2022-S46 : Bulletin spécial élections professionnelles 2022

Au sommaire de ce bulletin spécial « Élections professionnelles 2022 »
– Les revendications de l’UNSA en matière de promotions, de rémunérations et de carrière
– Un vademecum à destination du votant
– Les professions de foi et les listes des candidats UNSA
DU 1er AU 8 DÉCEMBRE, FAITES TRIOMPHER VOS IDÉES VOTEZ ET FAITES VOTER UNSA !

Voici venu le temps des revendications de l’UNSA pour les élections professionnelles 2022
Lignes de gestion (LDG) promotions
Elles ont radicalement changé le processus en décentralisant totalement le choix des promotions au niveau local. Contrairement aux attentes, s’appuyer sur un arbitrage local a eu pour conséquence un manque de transparence flagrant sur le classement des agents promouvables et des disparités sur les modalités retenues.
De nombreux agents ne peuvent connaître ni les critères qui leur ont été opposés, ni leur classement parmi les promouvables. L’arbitraire d’un classement non transparent, d’absence de notifications sur les critères retenus ne permettent pas de se construire un parcours ascendant.
Promouvabilité, Critères, Transparence, Taux de promotions sont les clefs d’une confiance réciproque pour des promotions équitables et méritées. Les fiches par grade des LDG mentionnent les critères mais l’UNSA exigera que soient formalisé ces éléments.
Promouvabilité, Critères
L’UNSA exige une information préalable et circonstanciée. Les services auront l’obligation de notifier individuellement les agents de leur promouvabilité dès le début de la campagne annuelle des entretiens professionnels. Les chefs de service sont les interlocuteurs privilégiés des agents concernés, ils auront l’obligation d’informer les agents de leur promouvabilité, de leur proposition ou de leur non-proposition :
- En précisant dans le CREP impérativement la promouvabilité, la proposition ou non de l’agent
- En précisant dans le CREP en cas de non-proposition par le supérieur hiérarchique les critères non atteints au regard des fiches des LDG motivant la non-proposition
Transparence
L’UNSA exige que le classement soit établi sur la base d’éléments factuels et objectifs.
Dès la publication des résultats de promotion, l’agent sera notifié de son rang de classement par le service et par l’harmonisateur. Un changement de rang de classement d’une année sur l’autre doit être justifiée et notifiée.
Promotions
L’UNSA exige l’augmentation des taux de promotion (taux pro/pro).
Les agents concernés par un reclassement ne doivent en aucun cas être exclus des propositions de promotions au seul motif de ce reclassement.
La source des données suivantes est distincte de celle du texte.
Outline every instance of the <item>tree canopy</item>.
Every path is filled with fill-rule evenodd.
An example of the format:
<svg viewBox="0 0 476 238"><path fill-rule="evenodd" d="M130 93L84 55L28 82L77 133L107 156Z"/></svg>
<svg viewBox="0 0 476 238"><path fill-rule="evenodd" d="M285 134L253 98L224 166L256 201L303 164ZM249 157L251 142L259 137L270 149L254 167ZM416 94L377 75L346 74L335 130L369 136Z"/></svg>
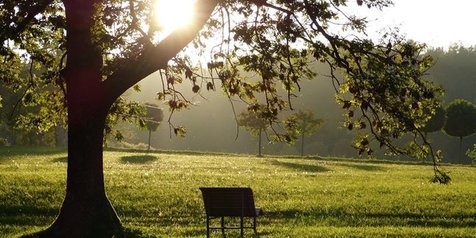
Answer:
<svg viewBox="0 0 476 238"><path fill-rule="evenodd" d="M315 75L309 63L322 61L347 111L347 127L369 132L357 142L359 150L370 153L376 142L397 154L430 153L435 179L447 182L421 130L429 119L424 109L436 110L441 94L423 78L432 64L422 55L424 45L395 32L368 39L367 20L346 11L389 5L389 0L197 0L192 24L166 34L154 20L152 0L0 0L2 84L20 92L23 105L41 108L20 121L46 130L67 115L66 198L45 236L119 234L104 190L106 118L112 109L121 111L117 102L127 89L156 71L158 98L172 112L191 105L179 84L188 82L197 94L221 88L269 123L275 139L289 141L289 134L274 128L280 112L293 109L300 80ZM209 47L210 42L218 43ZM202 57L207 62L193 63L182 51L187 45L207 51ZM410 144L393 143L405 135L413 138Z"/></svg>
<svg viewBox="0 0 476 238"><path fill-rule="evenodd" d="M164 119L164 113L157 104L146 103L147 108L146 126L149 131L156 131L160 122Z"/></svg>
<svg viewBox="0 0 476 238"><path fill-rule="evenodd" d="M474 161L476 161L476 144L473 145L473 149L468 149L468 151L466 151L466 154L471 159L473 159L473 163L474 163Z"/></svg>
<svg viewBox="0 0 476 238"><path fill-rule="evenodd" d="M269 123L260 117L259 114L251 112L242 112L238 116L238 125L246 128L253 136L258 137L258 156L262 154L262 133L266 133L266 129L269 128Z"/></svg>
<svg viewBox="0 0 476 238"><path fill-rule="evenodd" d="M256 113L242 112L238 116L238 125L245 127L253 135L257 135L259 131L266 130L269 124Z"/></svg>
<svg viewBox="0 0 476 238"><path fill-rule="evenodd" d="M444 132L459 137L459 159L463 157L463 137L476 133L476 104L464 99L455 99L446 107L447 121Z"/></svg>
<svg viewBox="0 0 476 238"><path fill-rule="evenodd" d="M446 134L466 137L476 133L476 105L467 100L455 99L446 107Z"/></svg>
<svg viewBox="0 0 476 238"><path fill-rule="evenodd" d="M159 128L160 122L164 119L164 113L156 104L146 103L145 107L147 108L147 118L146 118L146 127L149 131L149 140L147 150L150 150L150 140L152 137L152 132L156 131Z"/></svg>
<svg viewBox="0 0 476 238"><path fill-rule="evenodd" d="M323 119L315 118L312 111L299 110L288 118L296 124L296 131L301 136L301 156L304 156L304 137L311 136L321 128Z"/></svg>
<svg viewBox="0 0 476 238"><path fill-rule="evenodd" d="M446 111L443 107L440 107L436 110L435 114L431 116L430 120L426 122L423 131L425 133L436 132L441 129L446 124Z"/></svg>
Qu’en fin de carrière, les critères de promotion, se fassent obligatoirement dans le cadre du décret 2017-22 (agent au dernier échelon du grade de recrutement depuis au moins trois ans) et non « dans la mesure du possible » comme indiqué dans les lignes de gestion. Le possible n’étant qu’une illusion.
Rémunérations
En dépit des effets d’annonce, force est de constater que depuis une dizaine d’années l’administration préfère consacrer ses efforts budgétaires d’une part à des mesures catégorielles visant à ne pas laisser sombrer les agents les moins rémunérés dans la pauvreté, et d’autre part à individualiser les rémunérations par le biais de revalorisations indemnitaires elles aussi ciblées.
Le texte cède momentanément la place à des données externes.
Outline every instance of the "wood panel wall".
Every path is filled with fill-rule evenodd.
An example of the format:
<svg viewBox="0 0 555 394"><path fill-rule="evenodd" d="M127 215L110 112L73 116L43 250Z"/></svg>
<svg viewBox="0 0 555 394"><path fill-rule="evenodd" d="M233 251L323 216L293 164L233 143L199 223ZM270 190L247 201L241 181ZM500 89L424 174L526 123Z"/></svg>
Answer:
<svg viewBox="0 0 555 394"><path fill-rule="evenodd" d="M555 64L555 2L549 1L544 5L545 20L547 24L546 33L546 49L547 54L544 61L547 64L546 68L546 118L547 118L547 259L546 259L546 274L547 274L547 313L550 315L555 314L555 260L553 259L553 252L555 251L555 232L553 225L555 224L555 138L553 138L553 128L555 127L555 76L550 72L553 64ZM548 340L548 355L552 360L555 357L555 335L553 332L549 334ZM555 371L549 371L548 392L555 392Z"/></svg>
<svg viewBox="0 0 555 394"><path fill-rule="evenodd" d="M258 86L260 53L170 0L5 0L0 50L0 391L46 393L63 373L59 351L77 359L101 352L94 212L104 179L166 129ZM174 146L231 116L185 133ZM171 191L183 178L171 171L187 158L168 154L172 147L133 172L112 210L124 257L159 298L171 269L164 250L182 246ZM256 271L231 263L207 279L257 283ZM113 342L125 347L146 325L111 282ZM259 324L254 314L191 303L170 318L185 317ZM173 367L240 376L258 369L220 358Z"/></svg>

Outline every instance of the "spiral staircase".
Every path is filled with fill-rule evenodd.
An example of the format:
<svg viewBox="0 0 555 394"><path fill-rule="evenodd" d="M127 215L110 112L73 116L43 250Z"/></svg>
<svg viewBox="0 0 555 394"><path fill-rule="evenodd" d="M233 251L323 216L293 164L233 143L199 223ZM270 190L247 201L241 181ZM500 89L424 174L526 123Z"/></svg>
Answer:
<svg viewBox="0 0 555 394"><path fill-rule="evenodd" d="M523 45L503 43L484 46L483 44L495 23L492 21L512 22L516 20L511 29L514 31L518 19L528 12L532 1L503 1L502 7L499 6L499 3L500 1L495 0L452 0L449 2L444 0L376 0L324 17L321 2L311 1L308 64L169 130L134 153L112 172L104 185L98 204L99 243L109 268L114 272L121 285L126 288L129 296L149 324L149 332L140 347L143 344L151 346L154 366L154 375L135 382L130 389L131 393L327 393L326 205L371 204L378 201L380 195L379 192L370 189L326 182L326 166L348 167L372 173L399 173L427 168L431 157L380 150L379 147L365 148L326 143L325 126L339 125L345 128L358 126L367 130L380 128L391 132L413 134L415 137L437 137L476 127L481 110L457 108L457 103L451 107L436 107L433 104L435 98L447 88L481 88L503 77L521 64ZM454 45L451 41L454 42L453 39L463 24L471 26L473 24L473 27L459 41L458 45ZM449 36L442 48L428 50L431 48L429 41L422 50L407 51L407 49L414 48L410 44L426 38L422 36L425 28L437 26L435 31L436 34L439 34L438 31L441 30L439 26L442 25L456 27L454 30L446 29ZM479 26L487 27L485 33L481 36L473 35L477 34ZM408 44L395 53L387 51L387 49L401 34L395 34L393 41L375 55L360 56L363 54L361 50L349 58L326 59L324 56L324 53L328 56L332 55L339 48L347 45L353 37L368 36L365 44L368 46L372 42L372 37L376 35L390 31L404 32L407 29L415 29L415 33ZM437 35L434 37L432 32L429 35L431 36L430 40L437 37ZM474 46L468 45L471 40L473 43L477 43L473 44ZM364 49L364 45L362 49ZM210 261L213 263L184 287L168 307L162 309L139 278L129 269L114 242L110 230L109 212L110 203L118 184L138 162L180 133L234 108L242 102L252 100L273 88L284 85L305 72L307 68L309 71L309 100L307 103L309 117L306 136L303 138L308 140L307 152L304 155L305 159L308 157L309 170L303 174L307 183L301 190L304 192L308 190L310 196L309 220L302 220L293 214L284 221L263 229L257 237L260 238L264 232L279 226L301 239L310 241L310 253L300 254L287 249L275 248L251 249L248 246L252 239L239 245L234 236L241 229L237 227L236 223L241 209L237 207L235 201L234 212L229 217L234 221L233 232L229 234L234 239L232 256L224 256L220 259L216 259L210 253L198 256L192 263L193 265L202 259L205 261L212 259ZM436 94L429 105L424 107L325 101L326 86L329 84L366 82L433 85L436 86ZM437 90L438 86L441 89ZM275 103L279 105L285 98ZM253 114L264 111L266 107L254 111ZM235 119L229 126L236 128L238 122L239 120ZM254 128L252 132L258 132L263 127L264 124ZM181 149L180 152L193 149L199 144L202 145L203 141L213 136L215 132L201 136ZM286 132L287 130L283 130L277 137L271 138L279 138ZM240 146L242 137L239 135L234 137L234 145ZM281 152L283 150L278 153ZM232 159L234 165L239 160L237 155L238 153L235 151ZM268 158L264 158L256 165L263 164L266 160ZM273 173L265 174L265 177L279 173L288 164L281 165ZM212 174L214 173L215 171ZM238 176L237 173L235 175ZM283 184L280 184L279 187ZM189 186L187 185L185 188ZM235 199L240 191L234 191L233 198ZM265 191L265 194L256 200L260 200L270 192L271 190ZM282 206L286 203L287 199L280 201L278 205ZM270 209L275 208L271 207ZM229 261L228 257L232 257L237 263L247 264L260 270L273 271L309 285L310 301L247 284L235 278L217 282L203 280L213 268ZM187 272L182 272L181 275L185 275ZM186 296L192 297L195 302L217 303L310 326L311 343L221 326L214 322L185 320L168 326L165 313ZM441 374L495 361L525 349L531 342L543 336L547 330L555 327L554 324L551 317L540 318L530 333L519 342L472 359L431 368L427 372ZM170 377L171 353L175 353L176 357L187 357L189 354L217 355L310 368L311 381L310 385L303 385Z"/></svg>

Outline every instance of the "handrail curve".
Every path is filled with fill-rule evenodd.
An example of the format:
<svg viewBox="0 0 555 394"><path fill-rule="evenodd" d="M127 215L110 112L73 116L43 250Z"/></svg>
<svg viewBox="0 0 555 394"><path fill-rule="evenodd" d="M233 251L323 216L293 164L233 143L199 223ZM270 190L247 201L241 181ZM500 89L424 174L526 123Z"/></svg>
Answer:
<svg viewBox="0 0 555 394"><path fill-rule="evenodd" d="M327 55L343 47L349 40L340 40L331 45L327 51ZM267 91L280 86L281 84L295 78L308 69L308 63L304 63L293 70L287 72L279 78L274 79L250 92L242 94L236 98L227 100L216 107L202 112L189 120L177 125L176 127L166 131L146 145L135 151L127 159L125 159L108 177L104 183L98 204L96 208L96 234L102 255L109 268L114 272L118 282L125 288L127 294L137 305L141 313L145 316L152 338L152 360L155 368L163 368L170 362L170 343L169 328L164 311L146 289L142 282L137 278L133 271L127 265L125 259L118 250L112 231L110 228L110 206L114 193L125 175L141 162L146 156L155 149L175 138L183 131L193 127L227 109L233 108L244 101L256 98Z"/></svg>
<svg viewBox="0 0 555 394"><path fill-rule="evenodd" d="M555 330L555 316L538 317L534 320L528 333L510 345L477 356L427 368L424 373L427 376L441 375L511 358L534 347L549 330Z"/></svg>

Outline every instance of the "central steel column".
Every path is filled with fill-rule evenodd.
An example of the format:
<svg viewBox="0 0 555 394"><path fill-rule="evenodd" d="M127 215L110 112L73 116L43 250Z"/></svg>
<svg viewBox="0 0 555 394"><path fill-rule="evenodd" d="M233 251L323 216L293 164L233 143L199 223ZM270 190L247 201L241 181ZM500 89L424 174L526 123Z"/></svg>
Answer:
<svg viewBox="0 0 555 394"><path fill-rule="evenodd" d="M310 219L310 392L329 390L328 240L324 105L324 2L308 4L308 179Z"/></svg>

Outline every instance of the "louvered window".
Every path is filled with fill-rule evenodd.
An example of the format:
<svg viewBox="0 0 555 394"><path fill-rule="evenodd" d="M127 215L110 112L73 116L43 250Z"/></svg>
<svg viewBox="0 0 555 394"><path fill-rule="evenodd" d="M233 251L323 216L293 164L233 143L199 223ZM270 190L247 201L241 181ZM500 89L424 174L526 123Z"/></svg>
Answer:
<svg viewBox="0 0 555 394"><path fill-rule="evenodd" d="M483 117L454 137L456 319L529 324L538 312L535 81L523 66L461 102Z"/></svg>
Pour l’UNSA, l’effort doit porter d’abord sur l’aspect indiciaire de la rémunération, seul levier permettant non seulement de maintenir un niveau de rémunération reconnaissant à sa juste valeur le travail et les responsabilités des agents en activité et de limiter la perte de revenus lors du départ à la retraite.
Une revalorisation des carrières est nécessaire pour rendre plus attractifs les métiers de la fonction publique qui souffrent d’un désintérêt certain. L’écart entre le niveau de revenus en activité et le montant de la pension est trop important, et nombre d’entre nous se voient contraints de continuer de travailler bien au-delà de l’âge d’ouverture des droits à la retraite.
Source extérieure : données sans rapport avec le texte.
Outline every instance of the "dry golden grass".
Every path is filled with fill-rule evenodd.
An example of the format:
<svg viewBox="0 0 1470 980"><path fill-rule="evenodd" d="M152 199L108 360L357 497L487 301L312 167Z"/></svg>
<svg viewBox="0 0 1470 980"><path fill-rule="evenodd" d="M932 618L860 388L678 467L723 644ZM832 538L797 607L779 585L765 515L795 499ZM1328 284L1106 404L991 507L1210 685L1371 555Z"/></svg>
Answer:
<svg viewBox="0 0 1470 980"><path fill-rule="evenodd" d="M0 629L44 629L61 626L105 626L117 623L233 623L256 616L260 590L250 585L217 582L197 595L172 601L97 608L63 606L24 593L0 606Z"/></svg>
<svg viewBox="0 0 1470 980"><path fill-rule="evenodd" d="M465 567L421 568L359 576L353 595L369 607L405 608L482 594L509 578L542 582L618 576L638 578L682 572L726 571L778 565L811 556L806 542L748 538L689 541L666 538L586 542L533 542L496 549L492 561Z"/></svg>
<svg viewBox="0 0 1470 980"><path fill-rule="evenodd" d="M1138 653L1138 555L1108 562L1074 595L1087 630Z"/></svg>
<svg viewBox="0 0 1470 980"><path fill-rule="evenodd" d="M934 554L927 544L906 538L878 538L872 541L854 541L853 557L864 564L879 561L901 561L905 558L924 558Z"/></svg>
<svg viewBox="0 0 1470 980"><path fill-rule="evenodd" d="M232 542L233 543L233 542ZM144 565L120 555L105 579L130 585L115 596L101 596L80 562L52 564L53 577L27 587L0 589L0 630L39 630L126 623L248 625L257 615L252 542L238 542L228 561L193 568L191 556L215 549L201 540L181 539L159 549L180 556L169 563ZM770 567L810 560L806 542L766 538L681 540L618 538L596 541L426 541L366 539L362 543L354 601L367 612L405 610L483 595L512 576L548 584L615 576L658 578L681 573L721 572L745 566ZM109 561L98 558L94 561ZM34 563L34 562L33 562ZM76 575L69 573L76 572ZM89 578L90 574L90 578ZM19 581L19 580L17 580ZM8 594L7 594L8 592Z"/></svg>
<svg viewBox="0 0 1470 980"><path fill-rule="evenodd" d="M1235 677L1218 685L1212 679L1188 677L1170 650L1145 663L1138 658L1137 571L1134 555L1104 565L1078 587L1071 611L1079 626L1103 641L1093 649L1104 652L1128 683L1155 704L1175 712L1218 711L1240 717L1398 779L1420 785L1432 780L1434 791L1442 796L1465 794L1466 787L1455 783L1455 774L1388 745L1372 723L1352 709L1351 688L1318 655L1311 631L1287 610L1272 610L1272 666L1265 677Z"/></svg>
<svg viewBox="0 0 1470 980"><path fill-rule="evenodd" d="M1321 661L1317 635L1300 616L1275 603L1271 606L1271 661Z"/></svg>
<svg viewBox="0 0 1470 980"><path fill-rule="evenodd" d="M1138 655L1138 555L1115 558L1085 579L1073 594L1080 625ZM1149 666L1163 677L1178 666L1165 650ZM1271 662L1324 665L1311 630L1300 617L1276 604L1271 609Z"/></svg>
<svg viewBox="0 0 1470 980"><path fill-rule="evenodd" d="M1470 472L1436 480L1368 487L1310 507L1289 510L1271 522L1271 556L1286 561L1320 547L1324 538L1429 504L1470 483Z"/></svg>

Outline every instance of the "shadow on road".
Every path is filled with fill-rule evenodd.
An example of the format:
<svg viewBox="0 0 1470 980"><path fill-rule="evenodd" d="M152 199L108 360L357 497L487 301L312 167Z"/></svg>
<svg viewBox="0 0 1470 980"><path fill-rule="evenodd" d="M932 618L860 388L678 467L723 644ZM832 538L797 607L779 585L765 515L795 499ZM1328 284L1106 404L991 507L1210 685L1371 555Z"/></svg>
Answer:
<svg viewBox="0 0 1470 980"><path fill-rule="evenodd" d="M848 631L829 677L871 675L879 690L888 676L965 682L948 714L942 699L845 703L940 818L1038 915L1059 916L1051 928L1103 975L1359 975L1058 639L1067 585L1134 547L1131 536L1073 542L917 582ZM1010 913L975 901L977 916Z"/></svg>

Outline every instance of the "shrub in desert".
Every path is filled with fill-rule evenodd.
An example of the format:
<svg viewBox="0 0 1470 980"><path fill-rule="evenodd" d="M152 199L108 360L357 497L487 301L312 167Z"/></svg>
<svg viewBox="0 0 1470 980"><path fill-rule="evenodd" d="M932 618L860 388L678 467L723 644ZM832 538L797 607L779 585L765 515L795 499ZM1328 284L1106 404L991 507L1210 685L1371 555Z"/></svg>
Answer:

Augmenter la part indiciaire dans la rémunération des agents publics permettrait ainsi de maintenir le niveau de vie des fonctionnaires et futurs retraités qui a chuté drastiquement.
Point d’indice
Dans le contexte de crise économique que nous subissons, l’augmentation de 3,5 % du point d’indice au 1er juillet 2022 ne compense malheureusement ni le niveau actuel de l’inflation sur un an (plus de 6 %), ni le décrochage induit par le gel du point d’indice depuis 2010. C’est pourquoi l’UNSA exige une augmentation totale de la valeur du point d’indice à hauteur de 10 %.
Grilles et carrières
L’UNSA demande une réelle revalorisation des carrières et des grilles indiciaires de l’ensemble des catégories et pour tous les grades. Il s’agit de revoir l’ensemble des grilles afin de parvenir à une cohérence dans le déroulement des carrières sans perte financière ou sans stagnation pendant des années !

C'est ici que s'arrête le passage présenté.